La Teología como espectáculo
En el mundo del relativismo, sometido al acecho constante de los medios de comunicación y fascinado por lo que aparentemente es “nuevo”, lo que gusta, lo que interesa de momento- no hay ningún afán de permanencia – es el espectáculo: lo que divierte, atrae, asombra o incluso escandaliza.
Escuchaba hace poco la enorme cantidad de millones de euros que una escritora ha ingresado en solo un año por los derechos de autor de una novela supuestamente “espectacular”. Parece que sin “sombras” - sean las que sean – no hay dinero. No tanto dinero.
Esta tentación de notoriedad, de espectacularidad, puede planear sobre la mente de los teólogos y teólogas. Máxime en un país como el nuestro, en el que los estudios de Teología no aseguran mínimamente el sustento, al no existir cátedras de la materia en las Universidades del Estado y al verse reducidas al límite incluso las plazas de enseñanza de la Religión en escuelas e Institutos.
¿Cómo ser un teólogo famoso? ¿Cómo ver reconocida la propia excelencia o compensada de alguna manera la conciencia de la escasa excelencia propia? Hay una vía dolorosa, difícil de transitar: El camino del trabajo, del esfuerzo, del ir sumando poco a poco estudios y publicaciones. No se garantiza el éxito.
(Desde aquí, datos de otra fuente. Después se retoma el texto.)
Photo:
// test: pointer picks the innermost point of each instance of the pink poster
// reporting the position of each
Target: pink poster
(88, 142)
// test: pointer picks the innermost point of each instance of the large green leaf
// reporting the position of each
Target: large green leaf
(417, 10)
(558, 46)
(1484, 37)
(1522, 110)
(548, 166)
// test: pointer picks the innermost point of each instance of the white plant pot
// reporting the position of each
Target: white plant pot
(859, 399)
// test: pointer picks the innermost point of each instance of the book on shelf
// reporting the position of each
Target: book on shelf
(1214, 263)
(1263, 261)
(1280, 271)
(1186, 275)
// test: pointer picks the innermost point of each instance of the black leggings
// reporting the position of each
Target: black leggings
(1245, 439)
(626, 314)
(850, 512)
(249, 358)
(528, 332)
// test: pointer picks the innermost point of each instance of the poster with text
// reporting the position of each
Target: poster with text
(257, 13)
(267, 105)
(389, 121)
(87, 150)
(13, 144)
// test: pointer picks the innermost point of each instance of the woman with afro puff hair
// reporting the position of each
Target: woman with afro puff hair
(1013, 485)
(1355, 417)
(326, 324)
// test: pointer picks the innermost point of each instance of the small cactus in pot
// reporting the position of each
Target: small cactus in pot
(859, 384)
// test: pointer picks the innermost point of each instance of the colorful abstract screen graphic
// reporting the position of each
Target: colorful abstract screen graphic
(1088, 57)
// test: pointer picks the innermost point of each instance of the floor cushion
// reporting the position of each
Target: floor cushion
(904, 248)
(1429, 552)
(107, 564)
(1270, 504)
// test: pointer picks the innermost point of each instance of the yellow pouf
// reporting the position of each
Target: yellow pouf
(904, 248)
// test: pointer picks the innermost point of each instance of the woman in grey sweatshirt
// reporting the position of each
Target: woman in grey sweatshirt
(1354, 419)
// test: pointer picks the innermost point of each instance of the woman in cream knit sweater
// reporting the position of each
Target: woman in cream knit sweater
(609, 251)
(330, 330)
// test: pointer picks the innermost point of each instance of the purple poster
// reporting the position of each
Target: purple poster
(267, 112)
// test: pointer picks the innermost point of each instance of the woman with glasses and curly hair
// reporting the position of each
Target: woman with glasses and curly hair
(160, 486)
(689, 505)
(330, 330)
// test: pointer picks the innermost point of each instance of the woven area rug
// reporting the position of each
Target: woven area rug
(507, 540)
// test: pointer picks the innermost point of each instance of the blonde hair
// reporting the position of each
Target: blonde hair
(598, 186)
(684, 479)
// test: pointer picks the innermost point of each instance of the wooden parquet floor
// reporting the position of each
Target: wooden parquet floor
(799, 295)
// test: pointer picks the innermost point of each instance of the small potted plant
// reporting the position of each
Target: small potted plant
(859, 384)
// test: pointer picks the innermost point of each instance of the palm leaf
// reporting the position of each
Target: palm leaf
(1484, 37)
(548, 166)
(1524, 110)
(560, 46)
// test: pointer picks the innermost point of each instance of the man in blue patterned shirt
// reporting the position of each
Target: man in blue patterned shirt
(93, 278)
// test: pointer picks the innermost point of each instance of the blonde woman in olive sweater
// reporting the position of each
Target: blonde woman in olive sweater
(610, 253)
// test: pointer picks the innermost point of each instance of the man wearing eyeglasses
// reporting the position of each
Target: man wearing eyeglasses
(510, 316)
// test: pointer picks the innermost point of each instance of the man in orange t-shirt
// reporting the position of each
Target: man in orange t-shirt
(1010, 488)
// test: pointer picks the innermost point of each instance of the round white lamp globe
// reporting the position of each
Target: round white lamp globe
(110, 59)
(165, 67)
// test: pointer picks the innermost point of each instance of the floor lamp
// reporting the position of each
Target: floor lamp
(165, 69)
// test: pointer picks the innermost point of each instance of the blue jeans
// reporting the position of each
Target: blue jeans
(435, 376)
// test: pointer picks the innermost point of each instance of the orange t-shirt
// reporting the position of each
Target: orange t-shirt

Hay otra vía, una especie de atajo: Crear espectáculo. Ser continuamente noticia. Con la esperanza de alcanzar la fama, aunque sea efímera. Y es verdad que la fama, salvo para los verdaderamente inmortales, siempre es efímera.
Un teólogo excelente, pongamos Joseph Ratzinger, es aquel que destaca por la capacidad de profundizar en los misterios de la fe, esclareciendo su mutua conexión. Asimismo, es aquel capaz de ilustrar la analogía de esos misterios con las realidades naturales, haciendo así que los misterios resulten, en cierto modo, comprensibles. Es aquel, en suma, que logra que estos contenidos que provienen de la Revelación iluminen, abran un horizonte, a la vida y a la esperanza de los hombres.